I am fairly inexperienced with this, and I did not install and set up the network or the router, as I inherited the responsibility from someone else, so any assistance would be much appreciated.

Just out of curiosity, is your client router being issued an ip/subnet by the dhcp server that already exists on the dhcp client router?

could you please give us more details about the network , how the clinet computers are conected tho the router (switches , other devices) ?

I have no idea. How would I determine that?

There are approximately 160 clients, and there are 8 switches. 20 clients connect to a switch, and then each of those 8 switches connect to another switch, to which the router and a server are connected. As far as I understand the purpose of the router is to assign everyone their IP addresses.
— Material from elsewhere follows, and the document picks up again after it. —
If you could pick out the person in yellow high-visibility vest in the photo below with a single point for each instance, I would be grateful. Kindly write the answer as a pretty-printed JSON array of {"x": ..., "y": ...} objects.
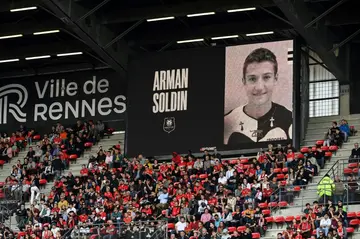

Post “/ip address” and the ip offers that the router is refusing from the dhcp server.

only users from certain building (connected to a individual switch ) are affected ? or all users , I suspect that one of your switch is not working properly .

I haven’t checked if it’s only users from one switch, but I doubt a switch is the problem since resetting the router sometimes solves the issue.

I’m afraid I don’t quite understand what you are telling me to do.

You stated that the router was refusing ip addresses from the dhcp server. What ip addresses is it refusing? If the dhcp server is attempting to issue a 192.168.0.x/24 ip, and you have a 192.168.0.x/24 localnet on the router, that could cause a problem.

The usual thing I recommend is enable verbose logging on the router. That should tell you what ip is being offered, and possibly why it is being refused.